When she was 13, her father decided to move to Istanbul, hoping to give his five children a better education.

Young Erdogan sold lemonade and sesame bagels known as ‘simit’, a type of bread popular in Turkey, to supplement his income. He attended an Islamic school before earning a business degree from Marmara University in Istanbul.

His degree has always been a contentious issue, with the opposition saying he didn’t have a full degree but something equivalent – a charge Erdogan has consistently denied.

Young Erdogan was also interested in football and played in semi-professional teams until the 1980s.

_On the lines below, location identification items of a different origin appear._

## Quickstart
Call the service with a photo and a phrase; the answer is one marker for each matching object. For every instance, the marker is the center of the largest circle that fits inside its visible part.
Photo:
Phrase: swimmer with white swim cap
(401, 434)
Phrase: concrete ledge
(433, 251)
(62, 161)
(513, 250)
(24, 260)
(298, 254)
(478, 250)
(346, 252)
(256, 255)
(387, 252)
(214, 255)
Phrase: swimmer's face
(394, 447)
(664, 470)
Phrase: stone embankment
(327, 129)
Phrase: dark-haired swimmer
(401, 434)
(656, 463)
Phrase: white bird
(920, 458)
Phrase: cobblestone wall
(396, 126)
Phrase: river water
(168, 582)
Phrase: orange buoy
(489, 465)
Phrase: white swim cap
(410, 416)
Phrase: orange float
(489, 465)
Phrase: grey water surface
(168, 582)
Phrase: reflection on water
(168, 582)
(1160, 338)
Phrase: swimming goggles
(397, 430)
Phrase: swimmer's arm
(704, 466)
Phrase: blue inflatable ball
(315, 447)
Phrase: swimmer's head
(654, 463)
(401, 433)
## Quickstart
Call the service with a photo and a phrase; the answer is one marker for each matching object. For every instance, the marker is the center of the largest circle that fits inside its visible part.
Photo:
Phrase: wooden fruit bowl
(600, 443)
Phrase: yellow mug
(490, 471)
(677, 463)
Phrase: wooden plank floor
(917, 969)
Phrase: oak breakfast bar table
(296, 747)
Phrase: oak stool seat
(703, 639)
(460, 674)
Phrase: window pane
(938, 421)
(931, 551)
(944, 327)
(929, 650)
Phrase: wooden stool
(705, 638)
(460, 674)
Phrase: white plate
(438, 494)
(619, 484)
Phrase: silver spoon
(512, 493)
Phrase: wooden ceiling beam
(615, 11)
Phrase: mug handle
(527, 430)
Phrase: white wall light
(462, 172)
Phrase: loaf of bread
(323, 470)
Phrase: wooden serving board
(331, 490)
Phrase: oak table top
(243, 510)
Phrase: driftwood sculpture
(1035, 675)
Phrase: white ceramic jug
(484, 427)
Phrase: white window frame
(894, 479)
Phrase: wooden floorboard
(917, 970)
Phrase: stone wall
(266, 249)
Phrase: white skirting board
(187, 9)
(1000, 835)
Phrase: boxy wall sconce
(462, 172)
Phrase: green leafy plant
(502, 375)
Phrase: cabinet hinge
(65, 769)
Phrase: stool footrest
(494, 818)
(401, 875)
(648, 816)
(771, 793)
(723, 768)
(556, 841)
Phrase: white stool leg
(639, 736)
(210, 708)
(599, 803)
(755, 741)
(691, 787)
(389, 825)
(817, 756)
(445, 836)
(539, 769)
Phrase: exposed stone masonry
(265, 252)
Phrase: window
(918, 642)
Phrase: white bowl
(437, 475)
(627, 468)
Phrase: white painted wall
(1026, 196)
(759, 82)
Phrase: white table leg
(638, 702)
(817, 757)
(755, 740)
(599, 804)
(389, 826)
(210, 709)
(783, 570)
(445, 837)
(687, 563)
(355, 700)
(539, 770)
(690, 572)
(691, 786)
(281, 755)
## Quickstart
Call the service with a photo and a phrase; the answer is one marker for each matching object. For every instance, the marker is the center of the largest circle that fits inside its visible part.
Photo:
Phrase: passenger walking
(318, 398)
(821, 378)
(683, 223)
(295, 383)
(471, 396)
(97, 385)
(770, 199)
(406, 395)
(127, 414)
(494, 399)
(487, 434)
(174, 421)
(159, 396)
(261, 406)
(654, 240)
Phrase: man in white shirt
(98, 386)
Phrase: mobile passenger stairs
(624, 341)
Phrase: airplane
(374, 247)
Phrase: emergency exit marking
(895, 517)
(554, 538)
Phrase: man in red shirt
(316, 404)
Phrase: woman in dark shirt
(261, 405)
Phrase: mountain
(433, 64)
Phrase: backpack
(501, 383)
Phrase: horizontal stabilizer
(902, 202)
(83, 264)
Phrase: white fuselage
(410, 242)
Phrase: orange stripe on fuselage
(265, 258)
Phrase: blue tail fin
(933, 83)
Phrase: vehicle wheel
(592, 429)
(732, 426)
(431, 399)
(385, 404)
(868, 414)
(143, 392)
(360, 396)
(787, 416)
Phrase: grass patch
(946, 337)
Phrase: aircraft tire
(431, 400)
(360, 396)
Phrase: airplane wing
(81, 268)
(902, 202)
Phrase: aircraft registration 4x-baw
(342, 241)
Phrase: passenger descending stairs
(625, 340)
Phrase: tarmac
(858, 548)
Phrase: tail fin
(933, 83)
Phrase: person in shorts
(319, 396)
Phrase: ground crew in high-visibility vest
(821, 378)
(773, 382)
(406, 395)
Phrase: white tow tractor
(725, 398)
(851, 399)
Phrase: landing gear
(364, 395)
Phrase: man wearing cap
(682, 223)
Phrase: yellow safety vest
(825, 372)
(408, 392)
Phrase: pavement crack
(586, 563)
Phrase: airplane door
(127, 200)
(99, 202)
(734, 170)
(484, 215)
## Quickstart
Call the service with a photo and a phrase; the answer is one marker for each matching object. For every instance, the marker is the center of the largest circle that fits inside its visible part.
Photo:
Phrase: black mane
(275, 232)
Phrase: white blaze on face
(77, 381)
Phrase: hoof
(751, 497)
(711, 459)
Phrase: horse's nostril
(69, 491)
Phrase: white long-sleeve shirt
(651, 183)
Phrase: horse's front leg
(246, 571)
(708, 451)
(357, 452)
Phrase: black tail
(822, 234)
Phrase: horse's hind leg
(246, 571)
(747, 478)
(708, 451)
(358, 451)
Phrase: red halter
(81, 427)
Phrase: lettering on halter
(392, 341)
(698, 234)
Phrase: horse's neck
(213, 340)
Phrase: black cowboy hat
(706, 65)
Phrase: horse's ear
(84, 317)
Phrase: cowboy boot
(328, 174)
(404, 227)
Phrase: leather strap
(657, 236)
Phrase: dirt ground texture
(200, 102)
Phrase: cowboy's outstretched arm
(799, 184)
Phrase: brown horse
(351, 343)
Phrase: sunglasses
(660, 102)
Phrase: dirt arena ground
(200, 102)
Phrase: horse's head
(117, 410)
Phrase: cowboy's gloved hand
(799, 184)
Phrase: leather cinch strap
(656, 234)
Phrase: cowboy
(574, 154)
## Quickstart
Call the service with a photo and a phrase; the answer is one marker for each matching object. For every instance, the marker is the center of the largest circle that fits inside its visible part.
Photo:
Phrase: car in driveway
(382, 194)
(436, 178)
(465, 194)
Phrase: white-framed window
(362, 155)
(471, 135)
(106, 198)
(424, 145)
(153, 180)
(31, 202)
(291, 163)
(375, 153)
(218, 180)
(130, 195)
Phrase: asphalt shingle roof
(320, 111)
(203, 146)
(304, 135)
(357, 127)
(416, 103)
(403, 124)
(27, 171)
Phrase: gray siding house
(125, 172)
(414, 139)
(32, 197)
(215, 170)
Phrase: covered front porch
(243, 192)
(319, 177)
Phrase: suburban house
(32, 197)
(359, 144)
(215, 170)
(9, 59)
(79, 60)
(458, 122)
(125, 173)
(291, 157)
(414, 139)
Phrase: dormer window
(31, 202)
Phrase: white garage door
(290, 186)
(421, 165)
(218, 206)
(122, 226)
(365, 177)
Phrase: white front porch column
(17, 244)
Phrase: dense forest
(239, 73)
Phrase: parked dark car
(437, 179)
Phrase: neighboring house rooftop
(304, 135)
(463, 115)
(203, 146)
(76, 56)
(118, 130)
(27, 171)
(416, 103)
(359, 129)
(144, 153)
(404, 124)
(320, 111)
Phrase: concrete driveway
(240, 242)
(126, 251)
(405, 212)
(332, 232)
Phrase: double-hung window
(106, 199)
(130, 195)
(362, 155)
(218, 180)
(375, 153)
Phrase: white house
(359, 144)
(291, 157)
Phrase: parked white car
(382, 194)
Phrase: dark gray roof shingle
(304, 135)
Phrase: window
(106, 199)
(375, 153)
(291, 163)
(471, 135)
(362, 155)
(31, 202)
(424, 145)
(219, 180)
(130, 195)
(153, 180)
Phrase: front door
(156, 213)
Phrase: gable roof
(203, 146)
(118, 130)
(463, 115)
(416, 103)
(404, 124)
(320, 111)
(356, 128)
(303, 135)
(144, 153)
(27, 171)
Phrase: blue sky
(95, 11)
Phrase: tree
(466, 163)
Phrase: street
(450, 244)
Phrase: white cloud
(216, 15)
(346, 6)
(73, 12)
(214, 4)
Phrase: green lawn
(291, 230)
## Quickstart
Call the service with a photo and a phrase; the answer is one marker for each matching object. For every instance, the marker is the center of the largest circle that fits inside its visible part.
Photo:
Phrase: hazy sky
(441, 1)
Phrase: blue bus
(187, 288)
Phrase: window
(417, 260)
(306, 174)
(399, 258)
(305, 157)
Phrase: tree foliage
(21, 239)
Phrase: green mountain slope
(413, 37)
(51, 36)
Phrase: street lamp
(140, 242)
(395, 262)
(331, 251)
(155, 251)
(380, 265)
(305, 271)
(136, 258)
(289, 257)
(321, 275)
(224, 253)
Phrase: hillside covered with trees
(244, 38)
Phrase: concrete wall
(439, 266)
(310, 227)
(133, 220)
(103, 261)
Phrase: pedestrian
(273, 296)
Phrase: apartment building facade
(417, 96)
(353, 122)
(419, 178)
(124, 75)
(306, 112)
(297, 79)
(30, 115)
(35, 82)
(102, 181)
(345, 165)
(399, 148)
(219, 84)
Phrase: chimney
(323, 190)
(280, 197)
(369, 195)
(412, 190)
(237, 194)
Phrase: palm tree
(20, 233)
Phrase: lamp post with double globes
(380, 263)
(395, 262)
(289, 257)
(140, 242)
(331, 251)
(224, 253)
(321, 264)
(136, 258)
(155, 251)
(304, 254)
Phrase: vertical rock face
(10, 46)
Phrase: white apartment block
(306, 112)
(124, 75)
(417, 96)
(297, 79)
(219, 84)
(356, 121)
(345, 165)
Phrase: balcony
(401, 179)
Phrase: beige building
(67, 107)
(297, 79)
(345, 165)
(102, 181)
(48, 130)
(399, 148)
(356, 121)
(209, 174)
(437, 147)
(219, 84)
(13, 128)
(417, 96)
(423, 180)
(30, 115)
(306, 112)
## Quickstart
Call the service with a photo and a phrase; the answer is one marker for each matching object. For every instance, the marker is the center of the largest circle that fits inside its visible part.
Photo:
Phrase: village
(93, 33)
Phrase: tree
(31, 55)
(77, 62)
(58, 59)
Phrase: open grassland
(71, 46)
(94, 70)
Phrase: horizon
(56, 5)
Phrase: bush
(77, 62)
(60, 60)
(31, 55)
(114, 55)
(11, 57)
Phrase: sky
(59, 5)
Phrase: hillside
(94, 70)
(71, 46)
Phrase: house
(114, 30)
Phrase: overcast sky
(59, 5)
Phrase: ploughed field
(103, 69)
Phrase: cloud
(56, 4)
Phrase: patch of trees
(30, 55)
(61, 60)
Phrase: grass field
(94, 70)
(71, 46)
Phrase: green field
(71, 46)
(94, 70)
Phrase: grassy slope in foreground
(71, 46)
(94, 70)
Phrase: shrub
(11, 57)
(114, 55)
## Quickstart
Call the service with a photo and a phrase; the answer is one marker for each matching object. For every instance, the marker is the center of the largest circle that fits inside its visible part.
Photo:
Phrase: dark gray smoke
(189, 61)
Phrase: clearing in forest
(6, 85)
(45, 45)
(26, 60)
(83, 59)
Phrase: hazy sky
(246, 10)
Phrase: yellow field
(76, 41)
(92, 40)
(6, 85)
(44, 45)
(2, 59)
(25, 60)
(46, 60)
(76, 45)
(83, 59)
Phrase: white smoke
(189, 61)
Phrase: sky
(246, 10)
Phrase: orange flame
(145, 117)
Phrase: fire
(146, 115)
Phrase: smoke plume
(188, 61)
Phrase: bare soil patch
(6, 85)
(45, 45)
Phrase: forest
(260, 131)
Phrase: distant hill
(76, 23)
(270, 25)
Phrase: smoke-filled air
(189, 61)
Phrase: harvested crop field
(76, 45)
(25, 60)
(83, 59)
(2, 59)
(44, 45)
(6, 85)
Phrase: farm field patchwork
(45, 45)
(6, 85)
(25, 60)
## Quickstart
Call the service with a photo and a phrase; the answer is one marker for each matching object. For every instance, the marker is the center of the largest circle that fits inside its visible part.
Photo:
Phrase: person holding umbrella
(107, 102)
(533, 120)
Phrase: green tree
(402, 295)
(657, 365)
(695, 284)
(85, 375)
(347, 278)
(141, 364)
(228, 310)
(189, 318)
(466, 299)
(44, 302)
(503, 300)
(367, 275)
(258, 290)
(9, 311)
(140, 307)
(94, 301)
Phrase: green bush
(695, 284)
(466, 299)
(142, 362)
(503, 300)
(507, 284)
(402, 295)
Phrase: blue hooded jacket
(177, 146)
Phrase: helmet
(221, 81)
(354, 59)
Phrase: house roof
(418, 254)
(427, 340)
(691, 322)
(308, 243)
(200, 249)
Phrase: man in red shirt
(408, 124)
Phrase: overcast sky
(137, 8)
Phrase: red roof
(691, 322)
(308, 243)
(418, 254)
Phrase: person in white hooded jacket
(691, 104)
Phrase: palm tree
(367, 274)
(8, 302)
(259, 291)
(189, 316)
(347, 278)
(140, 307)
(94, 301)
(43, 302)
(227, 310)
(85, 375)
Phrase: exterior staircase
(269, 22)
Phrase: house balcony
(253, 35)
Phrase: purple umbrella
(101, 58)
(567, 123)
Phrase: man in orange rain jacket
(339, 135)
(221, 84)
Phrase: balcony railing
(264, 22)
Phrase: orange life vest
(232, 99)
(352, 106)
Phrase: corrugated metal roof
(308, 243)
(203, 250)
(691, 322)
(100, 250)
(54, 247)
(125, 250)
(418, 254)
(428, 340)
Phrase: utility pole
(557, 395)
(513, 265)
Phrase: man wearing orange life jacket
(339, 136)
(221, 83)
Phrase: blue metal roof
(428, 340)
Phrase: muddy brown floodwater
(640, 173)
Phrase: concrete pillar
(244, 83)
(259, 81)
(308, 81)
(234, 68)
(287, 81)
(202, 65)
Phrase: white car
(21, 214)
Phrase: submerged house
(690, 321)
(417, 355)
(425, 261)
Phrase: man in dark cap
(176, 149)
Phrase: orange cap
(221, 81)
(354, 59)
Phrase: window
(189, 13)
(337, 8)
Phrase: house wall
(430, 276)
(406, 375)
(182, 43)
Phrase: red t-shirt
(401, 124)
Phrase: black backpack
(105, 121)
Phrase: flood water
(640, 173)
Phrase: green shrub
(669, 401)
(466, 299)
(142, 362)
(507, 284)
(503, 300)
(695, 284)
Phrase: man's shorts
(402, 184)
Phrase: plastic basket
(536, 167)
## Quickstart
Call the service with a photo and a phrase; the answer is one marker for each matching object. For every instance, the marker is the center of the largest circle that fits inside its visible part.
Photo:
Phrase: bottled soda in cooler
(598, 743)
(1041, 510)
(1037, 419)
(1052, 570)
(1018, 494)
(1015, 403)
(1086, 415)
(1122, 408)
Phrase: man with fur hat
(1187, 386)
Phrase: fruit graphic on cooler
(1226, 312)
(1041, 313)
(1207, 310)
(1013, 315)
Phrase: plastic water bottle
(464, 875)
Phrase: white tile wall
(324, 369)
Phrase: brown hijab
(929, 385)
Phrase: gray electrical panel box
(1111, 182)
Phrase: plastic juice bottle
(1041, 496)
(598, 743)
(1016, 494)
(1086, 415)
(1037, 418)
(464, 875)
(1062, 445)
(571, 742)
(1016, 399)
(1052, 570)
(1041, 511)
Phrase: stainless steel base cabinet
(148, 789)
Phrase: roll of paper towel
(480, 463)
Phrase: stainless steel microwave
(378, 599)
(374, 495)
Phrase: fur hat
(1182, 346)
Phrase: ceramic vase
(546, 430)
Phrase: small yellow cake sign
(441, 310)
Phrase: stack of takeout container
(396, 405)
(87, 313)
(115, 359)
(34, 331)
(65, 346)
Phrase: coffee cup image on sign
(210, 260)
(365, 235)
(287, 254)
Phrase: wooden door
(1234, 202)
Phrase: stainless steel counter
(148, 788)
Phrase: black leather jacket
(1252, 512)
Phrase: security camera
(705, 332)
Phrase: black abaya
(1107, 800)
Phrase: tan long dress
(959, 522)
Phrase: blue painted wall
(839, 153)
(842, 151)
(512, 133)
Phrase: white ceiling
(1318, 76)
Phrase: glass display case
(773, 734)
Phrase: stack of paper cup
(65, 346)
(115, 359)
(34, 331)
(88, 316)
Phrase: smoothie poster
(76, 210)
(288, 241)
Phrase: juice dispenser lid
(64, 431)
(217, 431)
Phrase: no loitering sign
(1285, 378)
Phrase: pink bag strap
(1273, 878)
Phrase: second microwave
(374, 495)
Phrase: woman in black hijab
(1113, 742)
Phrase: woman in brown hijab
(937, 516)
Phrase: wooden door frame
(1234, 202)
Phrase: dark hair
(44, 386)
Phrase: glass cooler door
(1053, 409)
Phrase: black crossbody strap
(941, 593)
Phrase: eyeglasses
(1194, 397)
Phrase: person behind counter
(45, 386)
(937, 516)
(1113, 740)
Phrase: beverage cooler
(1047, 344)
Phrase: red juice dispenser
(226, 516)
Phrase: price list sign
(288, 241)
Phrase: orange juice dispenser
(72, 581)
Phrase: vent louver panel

But his main passion was politics. In the 1970s and 1980s he was active in Islamist circles and eventually joined Necmettin Erbakan’s pro-Islamic Welfare Party.

As the party grew in popularity in the 1990s, Erdogan ran for mayor of Istanbul in 1994 and ruled the city for the next four years.

Erbakan, Turkey’s pioneering Islamic prime minister, served just a year before being forced to resign in 1997 by the military. And Erdogan has also clashed with the country’s staunchly secular authorities.

That same year he was convicted of inciting racial hatred for publicly reading a nationalist poem which included the lines: “Mosques are our barracks, domes our helmets, minarets our bayonets, and the faithful our soldiers.”

After serving four months in prison, Erdogan returned to politics. But in 1998 his party was banned for violating the secular principles of the modern Turkish state.

In August 2001 he founded a new Islamic party with his ally Abdullah Gul, the Justice and Development Party (AKP).

Erdogan’s popularity was growing, particularly among two groups: first, the pious Turkish majority who felt marginalized by the country’s secular elites, and second, those suffering from the economic crisis of the late 1990s.

In 2002, the AKP won the majority of votes in the parliamentary elections and the following year Erdogan was appointed prime minister. He remains party chairman to this day.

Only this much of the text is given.